Written by Thomas GJ Sharpe
In revisiting the world of Hotline Miami, I assume
Dennaton rubbed many chins and temples as they decided on where to take their
viciously slick surprise hit. Design, presentation and gameplay choices will,
and have, divided fans of the original. I sit fairly happily in the positive
camp, believing the direction taken to be a deliberate departure, neither for
better nor worse, simply differently enjoyable and differently flawed than the
first title.
If this more langourous and slow, more intricate and obtuse
game had appeared instead of the original, I honestly feel that it would not
have had the same impact. The first Hotline was a pitch-perfect exercise
in psychotic combo stacking, on-the-edge, twitch gun n' runnin', with a
disturbing and oblique narrative, and spot-on soundtrack. It's success lay, for
me, in the flippancy of the violence; once killed, you threw yourself back into
the level as if each attempt was a feverish nightmare of your character, meaningless,
with only the successful run being the reality. Married to infallible controls,
Hotline Miami is one of my favourite titles.
Wrong Number handles differently for many reasons,
but most notably, it is the overall scale of the thing. Tight levels are replaced
by longer sequences and a singular protagonist is expanded to an ensemble cast.
At first, these seem logical and positive things, but the risks associated are game
breakers for some. Personally, I adore the expansion of the world through larger
arenas and bigger character list, primarily for the story and atmosphere. From
movie sets, nightmare-scapes, to Platoon-esque jungle scenarios, to open-road
Lynchian cutscenes, Wrong Number delivers a more distinct, dramatic and
thorough world.
Taking control of narrative sections will infuriate some,
perhaps seeming like padding between the viscera, but taking an active role in
the story generates a better understanding of the world. This is especially
helpful as the storyline is delivered without hand-holding, through flashback
and forward, dream-reality blends, drug-induced episodes and all without
explicit exposition. To me, this is a fantastic prop to the action during the
levels. It asks more investment, but not so much that it detracts from the
missions.
On that note, the gameplay during the missions is, sadly,
the weaker element. All of the vitals remain; door kickin', knife flingin',
executions (more varied and vile, this time too) and frantic kill-sprees, so
much dynamism in so few pixels. Due to larger areas, however, some of the
original spark has been lost. On the whole, the action takes place in a
convincing way, but the sequences of areas require more enemy pattern learning
and more patience than before. Some levels feel less “natural” (if you could
apply that word in this title), with conga lines of goons, ruining any sense of
a real place. I always enjoyed surprising enemies on the toilet. There is
something cold and unatmospheric about them marching around. A small gripe, but
representative of the direction Wrong Number has taken.

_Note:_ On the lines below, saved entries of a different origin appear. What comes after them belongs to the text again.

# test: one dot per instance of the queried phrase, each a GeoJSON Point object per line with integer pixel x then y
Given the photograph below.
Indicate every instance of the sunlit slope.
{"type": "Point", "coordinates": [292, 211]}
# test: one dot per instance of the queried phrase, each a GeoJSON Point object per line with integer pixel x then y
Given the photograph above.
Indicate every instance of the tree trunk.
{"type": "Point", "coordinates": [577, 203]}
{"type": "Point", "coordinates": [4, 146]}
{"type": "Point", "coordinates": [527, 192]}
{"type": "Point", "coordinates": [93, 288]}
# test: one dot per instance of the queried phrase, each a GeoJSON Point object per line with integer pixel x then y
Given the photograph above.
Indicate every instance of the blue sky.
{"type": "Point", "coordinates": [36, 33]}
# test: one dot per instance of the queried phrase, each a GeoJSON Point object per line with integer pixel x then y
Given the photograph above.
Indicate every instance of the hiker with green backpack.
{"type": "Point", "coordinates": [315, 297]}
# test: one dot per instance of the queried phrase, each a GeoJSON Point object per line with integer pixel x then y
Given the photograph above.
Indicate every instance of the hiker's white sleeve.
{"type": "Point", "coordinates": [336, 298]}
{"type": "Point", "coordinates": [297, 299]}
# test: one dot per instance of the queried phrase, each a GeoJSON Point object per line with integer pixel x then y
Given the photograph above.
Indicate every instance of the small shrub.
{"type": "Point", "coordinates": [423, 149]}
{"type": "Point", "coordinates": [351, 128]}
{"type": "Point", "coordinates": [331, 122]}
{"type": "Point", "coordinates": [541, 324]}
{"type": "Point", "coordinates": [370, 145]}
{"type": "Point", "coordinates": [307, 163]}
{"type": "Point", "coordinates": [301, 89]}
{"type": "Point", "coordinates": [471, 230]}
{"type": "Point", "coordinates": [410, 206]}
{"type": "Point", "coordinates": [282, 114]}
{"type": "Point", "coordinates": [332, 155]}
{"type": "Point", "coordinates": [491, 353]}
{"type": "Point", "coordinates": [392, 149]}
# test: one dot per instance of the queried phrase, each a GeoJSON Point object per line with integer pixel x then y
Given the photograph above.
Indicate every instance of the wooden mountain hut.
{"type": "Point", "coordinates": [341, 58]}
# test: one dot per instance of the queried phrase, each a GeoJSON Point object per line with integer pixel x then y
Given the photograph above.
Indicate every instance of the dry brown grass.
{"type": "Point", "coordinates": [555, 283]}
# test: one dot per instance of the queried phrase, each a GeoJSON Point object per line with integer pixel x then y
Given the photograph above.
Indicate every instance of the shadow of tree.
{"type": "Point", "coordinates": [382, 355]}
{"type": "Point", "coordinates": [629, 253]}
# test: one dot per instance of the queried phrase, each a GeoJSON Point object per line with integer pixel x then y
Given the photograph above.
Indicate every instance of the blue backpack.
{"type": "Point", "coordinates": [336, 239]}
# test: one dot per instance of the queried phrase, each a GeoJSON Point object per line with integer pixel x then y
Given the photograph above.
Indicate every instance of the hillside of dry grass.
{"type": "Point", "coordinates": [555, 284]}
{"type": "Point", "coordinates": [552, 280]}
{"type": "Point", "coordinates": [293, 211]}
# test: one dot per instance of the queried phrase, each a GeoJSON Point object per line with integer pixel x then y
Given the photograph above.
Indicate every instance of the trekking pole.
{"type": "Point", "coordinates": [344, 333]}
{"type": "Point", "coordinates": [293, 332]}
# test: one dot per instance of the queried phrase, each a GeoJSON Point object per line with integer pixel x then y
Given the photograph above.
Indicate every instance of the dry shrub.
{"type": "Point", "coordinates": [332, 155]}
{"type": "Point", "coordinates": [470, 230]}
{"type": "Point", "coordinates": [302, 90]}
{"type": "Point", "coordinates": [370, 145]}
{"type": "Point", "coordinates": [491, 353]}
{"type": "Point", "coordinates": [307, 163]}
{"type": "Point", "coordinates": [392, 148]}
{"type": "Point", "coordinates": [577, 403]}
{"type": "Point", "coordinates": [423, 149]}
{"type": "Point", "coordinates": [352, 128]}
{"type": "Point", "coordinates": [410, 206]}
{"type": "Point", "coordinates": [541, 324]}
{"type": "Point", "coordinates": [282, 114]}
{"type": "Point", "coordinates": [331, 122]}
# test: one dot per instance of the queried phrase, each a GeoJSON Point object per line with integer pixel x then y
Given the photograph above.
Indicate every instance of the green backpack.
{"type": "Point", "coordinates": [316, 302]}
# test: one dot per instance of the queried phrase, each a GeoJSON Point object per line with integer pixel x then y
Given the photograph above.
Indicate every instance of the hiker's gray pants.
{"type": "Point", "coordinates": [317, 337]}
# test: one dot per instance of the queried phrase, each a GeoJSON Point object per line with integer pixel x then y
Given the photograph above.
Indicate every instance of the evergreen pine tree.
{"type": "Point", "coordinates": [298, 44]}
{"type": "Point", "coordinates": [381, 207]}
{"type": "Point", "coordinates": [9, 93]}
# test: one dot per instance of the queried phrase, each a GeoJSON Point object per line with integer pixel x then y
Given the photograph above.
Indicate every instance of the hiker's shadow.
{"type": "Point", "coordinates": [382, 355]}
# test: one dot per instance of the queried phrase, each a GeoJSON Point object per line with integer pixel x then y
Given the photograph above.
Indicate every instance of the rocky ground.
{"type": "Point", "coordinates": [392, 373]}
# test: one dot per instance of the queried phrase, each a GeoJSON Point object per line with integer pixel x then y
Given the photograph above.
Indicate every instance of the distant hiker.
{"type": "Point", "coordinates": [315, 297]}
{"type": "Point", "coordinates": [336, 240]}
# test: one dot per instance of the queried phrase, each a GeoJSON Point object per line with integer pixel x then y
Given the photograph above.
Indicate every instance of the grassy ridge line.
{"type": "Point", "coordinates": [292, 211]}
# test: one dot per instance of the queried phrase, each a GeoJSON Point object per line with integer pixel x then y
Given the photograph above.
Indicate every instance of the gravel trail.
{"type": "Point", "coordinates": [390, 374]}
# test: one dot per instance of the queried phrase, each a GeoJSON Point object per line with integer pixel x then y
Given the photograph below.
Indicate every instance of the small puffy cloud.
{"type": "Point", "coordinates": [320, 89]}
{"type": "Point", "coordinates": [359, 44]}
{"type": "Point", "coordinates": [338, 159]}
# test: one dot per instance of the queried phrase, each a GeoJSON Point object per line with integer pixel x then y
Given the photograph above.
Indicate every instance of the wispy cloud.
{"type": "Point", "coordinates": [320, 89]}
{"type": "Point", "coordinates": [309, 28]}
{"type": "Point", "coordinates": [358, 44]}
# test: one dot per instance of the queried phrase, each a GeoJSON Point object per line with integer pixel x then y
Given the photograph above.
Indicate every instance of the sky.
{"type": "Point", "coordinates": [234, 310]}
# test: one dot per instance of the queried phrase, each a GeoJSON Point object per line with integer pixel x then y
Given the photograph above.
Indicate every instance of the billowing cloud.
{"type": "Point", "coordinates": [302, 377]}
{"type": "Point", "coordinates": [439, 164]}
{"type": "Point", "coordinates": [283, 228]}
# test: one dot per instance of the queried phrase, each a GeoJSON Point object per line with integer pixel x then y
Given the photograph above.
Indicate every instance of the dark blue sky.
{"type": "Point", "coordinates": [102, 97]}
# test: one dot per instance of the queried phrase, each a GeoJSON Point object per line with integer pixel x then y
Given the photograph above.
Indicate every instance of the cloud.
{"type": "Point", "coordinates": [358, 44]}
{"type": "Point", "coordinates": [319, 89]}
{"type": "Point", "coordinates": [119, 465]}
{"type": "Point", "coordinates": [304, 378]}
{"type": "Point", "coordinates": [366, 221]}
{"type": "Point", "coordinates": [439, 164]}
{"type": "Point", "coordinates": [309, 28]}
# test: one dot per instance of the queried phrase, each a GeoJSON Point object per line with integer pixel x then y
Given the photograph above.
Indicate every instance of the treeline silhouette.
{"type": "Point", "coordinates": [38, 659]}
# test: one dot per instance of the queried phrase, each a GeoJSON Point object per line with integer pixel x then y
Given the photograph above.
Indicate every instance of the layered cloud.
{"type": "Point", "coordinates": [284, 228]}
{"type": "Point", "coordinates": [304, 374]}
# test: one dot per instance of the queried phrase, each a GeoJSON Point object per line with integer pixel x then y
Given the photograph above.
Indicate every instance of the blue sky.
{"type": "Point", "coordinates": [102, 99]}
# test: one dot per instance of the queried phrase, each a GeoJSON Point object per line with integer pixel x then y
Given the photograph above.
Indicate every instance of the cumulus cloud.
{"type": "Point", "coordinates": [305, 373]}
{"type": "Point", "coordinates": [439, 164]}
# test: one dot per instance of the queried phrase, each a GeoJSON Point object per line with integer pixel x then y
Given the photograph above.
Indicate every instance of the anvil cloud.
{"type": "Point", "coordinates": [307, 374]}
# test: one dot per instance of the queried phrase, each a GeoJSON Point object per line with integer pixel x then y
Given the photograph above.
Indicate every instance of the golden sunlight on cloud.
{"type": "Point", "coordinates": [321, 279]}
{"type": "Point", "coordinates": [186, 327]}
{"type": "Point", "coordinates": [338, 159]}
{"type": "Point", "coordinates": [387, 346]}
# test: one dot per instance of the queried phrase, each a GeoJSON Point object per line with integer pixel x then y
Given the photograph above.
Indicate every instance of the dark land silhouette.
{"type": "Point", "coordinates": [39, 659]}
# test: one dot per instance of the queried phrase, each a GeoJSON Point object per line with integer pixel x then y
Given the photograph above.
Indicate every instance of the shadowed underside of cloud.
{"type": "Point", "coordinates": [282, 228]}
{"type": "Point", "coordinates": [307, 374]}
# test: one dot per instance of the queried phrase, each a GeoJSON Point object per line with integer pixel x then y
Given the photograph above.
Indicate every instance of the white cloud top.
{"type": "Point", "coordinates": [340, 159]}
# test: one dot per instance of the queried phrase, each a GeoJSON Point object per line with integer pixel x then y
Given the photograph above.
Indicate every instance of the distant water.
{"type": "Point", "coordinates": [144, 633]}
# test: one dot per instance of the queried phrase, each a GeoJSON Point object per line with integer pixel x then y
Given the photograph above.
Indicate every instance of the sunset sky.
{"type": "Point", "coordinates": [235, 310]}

It wouldn't be right to not give the music its own paragraph
in this review. The music is incredible. Scaling itself against the content of
the levels, each track is a joy. Nuff said.
In the end, Wrong Number has tried my patience more
than the original Hotline Miami did. A couple of the levels in the last
act are too long and too reliant on learning enemy patterns, which defuses the
thrill of on-the-spot decisions and wild murder. Apart from this, sadly fairly
large, design issue, Wrong Number delivers an evolution of the original.
A bit bloated? Only in comparison to its ancestor. The essence of the game is
bigger, bolder and more revealing than before.